L’anglais pour retrouver le niveau

Améliorer ses résultats dans toutes les matières vous en avez rêvé, ce pari un lycée l'a fait grâce à l'anglais.

Amère constatation : « Les élèves qui entrent en seconde avec une moyenne inférieure à 7 en langues ne connaissent pas de progression significative jusqu’à la terminale. » Pour Sylve Gauthier, le proviseur du lycée Madame de Staël à Montluçon, un niveau faible en langues dès l’entrée au lycée traduit une faiblesse plus générale. « A partir de là, il faut réagir, expérimenter des solutions pédagogiques. » Et inverser la tendance, pour faire de l’anglais le chemin de la réussite. Suivant la proposition de Marie Sola-Albisser, professeure d’anglais, il a donc mis en place en 2000-2002 des groupes de niveau en anglais première langue, pour cinq classes de seconde.

Une méthode sur-mesure

Sur la base des bulletins de fin de troisième – ou de la première seconde en cas de redoublement -, six groupes de niveau ont été constitués, les plus faibles étant allégés en effectifs, et tournés vers l’oral. Mieux : ces groupes sont évolutifs, les élèves ayant la possibilité de changer de groupe au cours du premier trimestre, en fonction de leurs progrès. Au sein de chaque groupe, le professeur d’anglais applique une méthode sur-mesure, utilise les supports qui lui paraissent le mieux adaptés, passant une sorte de contrat de réussite avec ses élèves. Chargée du groupe plancher, Marie Sola-Albisser a misé sur une pédagogie ludique, la variété, l’alternance des supports au cours d’une même séance… et la patience. « J’ai évité les supports institutionnels comme les livres, en optant plutôt pour des articles de presse, des vidéos ou des chansons, ce qui motivait davantage les élèves ».

Une confiance retrouvée

Le plus délicat ? « La mémorisation. Ces élèves n’ont pas un sens de l’effort très développé. Il a fallu définir un contrat assez simple, avec des exercices de mémorisation de phrases à chaque cours. » Aux évaluations internes à chaque groupe s’ajoutent trois fois dans l’année des tests communs, pour vérifier qu’ils se trouvent dans le groupe correspondant à leur niveau. Au final, explique l’enseignante : « Ces élèves sont réconciliés avec la matière. Ils ont repris confiance, croient davantage en leurs capacités. Résultat : ils ont moins redoublé. » Le proviseur se montre plus nuancé, soulignant que l’expérience « ne les a pas forcément aidé à raccrocher par la suite », lorsqu’ils ont dû réintégrer en première un groupe d’anglais « classique », et hétérogène.

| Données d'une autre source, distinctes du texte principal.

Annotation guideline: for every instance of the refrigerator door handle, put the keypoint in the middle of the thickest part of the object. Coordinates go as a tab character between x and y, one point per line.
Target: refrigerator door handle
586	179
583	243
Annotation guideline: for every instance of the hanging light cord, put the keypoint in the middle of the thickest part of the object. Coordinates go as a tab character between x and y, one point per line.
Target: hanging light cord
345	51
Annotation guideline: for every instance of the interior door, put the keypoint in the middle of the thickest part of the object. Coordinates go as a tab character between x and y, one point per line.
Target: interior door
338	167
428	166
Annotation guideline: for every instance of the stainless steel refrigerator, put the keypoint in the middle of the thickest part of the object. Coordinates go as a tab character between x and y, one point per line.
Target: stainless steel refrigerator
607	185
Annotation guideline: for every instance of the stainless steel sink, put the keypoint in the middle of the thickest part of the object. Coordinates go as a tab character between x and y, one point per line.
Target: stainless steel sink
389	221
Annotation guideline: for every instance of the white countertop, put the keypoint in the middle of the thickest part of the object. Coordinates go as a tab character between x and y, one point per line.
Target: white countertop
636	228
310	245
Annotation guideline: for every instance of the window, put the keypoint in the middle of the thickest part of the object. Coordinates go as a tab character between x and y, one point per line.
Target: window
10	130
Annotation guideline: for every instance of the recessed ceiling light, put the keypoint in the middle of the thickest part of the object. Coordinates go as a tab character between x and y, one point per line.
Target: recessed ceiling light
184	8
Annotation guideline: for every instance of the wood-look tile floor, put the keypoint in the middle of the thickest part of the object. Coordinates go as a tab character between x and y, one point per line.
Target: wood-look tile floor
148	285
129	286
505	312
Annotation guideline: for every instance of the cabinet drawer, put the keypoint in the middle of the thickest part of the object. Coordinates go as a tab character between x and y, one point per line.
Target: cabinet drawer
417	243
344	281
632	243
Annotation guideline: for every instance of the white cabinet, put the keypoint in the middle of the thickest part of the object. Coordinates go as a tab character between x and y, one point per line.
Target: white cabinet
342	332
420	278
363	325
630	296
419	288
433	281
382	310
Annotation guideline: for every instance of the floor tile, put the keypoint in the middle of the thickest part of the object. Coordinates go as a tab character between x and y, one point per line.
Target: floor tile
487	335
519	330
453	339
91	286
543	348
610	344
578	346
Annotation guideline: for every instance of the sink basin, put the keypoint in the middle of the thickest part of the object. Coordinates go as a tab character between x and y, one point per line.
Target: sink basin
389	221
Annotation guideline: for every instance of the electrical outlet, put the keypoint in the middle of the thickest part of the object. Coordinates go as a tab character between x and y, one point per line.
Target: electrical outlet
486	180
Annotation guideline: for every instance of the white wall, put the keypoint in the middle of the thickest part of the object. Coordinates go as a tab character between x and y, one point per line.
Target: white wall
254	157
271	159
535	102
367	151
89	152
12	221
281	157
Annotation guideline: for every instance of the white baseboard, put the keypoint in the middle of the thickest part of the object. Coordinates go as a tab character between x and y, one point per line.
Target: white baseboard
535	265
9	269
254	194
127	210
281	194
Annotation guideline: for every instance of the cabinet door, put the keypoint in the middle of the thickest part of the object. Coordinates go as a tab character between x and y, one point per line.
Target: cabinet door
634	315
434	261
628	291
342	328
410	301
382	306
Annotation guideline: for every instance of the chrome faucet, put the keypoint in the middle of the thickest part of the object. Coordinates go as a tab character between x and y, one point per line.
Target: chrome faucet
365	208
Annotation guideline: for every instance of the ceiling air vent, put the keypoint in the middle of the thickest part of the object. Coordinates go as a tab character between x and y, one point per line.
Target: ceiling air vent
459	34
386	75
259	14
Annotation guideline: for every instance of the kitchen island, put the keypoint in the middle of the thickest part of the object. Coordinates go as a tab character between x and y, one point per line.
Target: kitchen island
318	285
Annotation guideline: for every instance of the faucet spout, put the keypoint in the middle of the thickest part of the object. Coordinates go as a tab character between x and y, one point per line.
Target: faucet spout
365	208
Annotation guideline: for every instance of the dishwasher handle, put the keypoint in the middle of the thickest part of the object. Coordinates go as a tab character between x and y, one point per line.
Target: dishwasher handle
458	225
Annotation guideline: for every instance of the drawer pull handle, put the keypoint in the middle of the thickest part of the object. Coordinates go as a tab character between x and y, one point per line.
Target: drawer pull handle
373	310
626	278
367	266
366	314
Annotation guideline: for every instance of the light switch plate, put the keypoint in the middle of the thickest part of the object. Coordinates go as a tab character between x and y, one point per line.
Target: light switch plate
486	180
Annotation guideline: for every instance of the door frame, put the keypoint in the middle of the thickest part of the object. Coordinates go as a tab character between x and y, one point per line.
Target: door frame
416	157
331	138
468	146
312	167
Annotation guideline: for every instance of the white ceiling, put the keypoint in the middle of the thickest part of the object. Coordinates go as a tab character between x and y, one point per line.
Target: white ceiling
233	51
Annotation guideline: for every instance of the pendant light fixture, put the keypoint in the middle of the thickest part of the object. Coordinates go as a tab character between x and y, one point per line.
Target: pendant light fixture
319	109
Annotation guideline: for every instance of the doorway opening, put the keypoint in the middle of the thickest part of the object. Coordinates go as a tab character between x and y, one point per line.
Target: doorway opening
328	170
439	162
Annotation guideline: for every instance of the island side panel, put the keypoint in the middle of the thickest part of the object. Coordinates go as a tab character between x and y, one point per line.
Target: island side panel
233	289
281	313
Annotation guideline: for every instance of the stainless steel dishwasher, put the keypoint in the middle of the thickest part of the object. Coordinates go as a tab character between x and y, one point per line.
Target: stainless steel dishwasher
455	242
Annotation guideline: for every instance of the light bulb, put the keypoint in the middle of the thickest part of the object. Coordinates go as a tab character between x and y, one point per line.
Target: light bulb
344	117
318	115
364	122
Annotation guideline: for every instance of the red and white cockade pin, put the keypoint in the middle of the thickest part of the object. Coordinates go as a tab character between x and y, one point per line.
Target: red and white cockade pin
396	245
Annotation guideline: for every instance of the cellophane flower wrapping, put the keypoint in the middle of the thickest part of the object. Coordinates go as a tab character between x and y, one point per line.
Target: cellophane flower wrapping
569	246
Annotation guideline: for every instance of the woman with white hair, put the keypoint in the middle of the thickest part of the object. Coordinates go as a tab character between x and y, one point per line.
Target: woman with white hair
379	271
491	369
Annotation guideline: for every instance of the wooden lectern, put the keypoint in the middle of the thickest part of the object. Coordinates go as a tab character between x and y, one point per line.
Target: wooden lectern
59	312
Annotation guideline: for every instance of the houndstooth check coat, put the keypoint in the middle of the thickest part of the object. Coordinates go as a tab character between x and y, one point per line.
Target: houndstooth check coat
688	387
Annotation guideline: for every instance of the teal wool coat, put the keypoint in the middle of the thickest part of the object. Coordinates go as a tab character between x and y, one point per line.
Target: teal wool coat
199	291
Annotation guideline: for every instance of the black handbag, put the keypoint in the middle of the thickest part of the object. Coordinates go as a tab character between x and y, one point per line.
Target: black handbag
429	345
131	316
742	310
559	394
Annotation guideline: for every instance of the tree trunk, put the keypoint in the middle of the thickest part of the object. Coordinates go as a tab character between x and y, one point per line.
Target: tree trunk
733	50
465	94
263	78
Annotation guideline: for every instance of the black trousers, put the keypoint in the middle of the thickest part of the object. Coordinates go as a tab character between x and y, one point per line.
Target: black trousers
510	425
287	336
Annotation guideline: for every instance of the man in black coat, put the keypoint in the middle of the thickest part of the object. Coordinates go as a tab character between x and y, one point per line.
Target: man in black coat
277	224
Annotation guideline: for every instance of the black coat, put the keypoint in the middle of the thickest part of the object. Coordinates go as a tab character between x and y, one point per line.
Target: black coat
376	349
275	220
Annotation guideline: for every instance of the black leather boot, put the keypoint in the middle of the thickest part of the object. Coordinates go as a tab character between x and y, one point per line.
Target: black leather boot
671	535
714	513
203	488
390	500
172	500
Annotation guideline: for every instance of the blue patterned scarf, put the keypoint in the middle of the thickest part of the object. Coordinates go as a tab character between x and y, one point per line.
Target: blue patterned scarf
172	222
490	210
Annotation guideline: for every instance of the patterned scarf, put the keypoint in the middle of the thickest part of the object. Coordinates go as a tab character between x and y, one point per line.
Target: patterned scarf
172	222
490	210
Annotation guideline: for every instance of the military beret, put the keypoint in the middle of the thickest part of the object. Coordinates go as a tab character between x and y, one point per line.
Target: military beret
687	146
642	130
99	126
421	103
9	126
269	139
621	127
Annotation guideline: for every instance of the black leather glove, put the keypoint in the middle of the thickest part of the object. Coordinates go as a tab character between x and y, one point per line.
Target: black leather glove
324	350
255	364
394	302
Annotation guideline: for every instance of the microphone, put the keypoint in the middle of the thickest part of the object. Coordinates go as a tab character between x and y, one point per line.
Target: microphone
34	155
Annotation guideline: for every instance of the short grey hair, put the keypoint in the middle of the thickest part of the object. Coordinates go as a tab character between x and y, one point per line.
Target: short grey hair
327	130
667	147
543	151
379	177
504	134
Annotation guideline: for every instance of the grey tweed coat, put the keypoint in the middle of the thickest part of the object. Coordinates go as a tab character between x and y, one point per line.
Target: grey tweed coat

Une nouvelle formule à l’étude

L’expérience se heurte à d’autres limites : cette logique de groupes de niveau, où les élèves de différentes classes se mélangent constitue « un frein pour la confrontation des résultats avec les collègues et complique les conseils de classe, empêchant les professeurs d’avoir une vision d’ensemble » précise Sylve Gauthier. Conjuguées à la perspective du renouvellement partiel de l’équipe pédagogique, ces réticences ont entraîné la suspension de l’initiative, que le proviseur espère provisoire. « Nous réfléchissons à une nouvelle formule. Je pense qu’il faut continuer dans la voie tracée, en y ajoutant un apprentissage individuel par la voie de l’informatique, les exercices individualisés permettant de compenser une partie des différences de niveaux. » Une certitude demeure : la volonté de maintenir une organisation par niveaux, où l’élève ne soit pas inhibé, et puisse profiter de la dynamique de groupe.